Henrik Ibsen is one of the world's greatest dramatists. He was the leading figure of an artistic renaissance that took place in Norway around the end of the nineteenth century, in which the work of artist Edward Munch also played a large part. Ibsen lived from 1828 to 1906. He grew up in poverty, studied medicine for a while, and then abandoned that to write plays. In 1858, he published his first play, The Vikings at Helgeland, and married Susannah Thoresen, the daughter of a pastor.

Ibsen obtained a scholarship to travel to Italy, where he wrote the plays that would establish his reputation, Brand and Peer Gynt. These were long, historical verse plays. He lived most of the rest of his life in Italy and in Germany. Starting in 1869, he began to write prose plays, giving up the verse form. Some critics characterize this switch as an abandonment of poetry in favor of realism. In 1877, Ibsen began what would become a series of five plays in which he examines the moral faults of modern society. The group includes A Doll's House,The Wild Duck, and Ghosts.

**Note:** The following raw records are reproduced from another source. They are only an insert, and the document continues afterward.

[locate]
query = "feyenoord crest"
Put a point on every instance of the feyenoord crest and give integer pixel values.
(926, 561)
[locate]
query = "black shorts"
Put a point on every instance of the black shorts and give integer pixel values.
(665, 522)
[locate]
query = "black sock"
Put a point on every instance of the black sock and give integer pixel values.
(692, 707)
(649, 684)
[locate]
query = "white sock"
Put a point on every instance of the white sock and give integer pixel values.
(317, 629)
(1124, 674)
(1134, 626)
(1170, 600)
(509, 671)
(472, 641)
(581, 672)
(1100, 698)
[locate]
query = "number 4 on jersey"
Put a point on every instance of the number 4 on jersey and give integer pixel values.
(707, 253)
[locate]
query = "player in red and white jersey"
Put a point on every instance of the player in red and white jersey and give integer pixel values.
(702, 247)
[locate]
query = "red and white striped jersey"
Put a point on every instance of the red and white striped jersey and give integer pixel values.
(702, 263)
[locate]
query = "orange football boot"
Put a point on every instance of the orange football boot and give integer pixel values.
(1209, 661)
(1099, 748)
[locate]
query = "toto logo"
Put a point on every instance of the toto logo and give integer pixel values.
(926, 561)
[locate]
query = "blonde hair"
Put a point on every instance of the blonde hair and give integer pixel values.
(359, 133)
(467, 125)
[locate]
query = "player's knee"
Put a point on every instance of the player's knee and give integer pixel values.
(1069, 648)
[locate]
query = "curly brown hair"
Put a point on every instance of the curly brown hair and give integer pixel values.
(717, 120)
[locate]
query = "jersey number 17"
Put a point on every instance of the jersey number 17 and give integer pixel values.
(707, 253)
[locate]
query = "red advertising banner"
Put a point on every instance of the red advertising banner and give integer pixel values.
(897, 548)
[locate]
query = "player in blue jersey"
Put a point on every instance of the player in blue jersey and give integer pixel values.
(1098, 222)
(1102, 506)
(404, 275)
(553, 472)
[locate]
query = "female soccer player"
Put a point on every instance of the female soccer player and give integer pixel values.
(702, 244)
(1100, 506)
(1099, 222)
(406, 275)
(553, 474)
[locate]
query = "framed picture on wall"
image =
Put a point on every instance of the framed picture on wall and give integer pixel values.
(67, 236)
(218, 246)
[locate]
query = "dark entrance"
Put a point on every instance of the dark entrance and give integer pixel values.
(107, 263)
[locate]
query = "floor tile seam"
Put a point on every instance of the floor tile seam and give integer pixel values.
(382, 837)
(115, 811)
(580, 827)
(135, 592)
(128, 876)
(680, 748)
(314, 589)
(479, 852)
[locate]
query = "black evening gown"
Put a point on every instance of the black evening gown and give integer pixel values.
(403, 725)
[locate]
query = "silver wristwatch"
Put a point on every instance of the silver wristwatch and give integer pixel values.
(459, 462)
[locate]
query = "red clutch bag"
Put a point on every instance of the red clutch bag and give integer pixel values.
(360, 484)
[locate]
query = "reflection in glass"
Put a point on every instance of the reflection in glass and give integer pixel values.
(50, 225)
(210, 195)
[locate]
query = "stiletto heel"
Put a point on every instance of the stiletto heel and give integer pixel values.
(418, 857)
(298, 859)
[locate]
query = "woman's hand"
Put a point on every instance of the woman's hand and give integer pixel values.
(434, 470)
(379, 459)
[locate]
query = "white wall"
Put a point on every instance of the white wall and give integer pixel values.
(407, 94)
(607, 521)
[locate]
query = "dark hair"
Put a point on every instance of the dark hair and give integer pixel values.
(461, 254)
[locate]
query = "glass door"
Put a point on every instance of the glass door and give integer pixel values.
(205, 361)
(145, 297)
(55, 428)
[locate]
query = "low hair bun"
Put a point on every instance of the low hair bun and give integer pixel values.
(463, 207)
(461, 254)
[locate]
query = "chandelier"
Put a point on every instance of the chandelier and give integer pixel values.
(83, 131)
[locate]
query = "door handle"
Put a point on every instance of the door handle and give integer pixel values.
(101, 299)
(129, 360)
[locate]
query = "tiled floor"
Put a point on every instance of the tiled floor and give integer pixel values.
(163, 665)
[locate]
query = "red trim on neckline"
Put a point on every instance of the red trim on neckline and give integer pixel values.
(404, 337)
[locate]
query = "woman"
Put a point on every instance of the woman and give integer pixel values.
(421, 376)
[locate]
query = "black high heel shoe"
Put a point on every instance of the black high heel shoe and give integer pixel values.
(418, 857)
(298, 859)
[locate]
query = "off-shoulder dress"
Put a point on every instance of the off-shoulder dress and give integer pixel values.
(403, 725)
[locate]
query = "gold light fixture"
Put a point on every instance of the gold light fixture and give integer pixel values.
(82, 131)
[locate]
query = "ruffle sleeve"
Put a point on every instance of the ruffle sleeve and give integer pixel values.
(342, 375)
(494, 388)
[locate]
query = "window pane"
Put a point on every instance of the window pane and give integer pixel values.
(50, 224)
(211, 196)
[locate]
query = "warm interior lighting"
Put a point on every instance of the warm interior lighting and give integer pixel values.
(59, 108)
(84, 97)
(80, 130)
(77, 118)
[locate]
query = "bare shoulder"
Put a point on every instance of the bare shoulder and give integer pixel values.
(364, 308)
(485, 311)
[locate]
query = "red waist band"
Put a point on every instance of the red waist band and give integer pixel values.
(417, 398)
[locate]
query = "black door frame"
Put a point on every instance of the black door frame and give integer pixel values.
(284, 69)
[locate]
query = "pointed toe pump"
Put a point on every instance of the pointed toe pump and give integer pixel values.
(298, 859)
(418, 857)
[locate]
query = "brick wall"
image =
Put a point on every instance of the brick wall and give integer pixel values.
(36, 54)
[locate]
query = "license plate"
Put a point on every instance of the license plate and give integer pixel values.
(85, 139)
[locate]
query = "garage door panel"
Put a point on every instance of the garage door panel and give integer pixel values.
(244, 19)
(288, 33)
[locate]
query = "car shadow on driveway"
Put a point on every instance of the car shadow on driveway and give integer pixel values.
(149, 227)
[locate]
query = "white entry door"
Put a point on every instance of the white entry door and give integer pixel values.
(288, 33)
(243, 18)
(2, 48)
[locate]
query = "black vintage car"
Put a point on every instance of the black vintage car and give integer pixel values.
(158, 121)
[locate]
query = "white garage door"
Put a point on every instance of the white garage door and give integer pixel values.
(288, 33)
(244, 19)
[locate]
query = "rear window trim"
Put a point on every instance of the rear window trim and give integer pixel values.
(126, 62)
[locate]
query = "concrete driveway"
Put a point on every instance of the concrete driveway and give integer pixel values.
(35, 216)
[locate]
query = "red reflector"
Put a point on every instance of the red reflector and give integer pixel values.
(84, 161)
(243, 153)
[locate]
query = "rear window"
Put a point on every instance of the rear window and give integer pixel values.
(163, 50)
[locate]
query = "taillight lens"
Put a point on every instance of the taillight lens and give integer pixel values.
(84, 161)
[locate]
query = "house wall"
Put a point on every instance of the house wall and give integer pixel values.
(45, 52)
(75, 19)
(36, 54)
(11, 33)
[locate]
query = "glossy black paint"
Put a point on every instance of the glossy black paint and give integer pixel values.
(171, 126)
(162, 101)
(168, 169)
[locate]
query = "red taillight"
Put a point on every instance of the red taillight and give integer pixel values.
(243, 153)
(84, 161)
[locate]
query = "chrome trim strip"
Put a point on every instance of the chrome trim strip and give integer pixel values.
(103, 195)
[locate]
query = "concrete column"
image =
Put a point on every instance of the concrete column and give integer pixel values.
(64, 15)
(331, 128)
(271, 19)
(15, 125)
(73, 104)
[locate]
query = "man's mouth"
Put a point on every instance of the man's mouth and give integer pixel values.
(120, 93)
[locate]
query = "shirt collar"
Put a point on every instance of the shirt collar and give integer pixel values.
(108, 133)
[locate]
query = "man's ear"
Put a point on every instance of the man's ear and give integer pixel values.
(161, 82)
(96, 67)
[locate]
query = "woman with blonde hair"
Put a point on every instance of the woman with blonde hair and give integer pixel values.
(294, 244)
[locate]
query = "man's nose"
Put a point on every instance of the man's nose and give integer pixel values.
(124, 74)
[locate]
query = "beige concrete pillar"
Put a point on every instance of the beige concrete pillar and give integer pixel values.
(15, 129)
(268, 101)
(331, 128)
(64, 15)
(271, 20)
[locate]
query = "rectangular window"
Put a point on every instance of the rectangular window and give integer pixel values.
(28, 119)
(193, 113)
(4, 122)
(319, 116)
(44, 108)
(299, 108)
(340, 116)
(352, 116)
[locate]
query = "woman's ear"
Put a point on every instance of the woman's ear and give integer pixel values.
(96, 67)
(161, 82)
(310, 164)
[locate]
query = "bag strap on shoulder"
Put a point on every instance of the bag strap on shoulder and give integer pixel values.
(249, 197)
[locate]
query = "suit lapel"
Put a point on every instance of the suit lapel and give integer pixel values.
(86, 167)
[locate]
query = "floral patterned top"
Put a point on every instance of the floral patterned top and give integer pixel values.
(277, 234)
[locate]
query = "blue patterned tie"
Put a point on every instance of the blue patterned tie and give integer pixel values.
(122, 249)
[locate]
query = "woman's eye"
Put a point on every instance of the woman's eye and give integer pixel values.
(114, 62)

Like all of Ibsen's plays, Ghosts was originally written in Norwegian, and is full of untranslatable wordplay. James Joyce admired Ibsen so much that as a youth he attempted to teach himself the language in order to read Ibsen in the original. In the case of Ghosts, perhaps the most important problem of translation is that of the word "livsglede," which can be translated as "the joy of life," only this sounds too pretentious for the Norwegian word.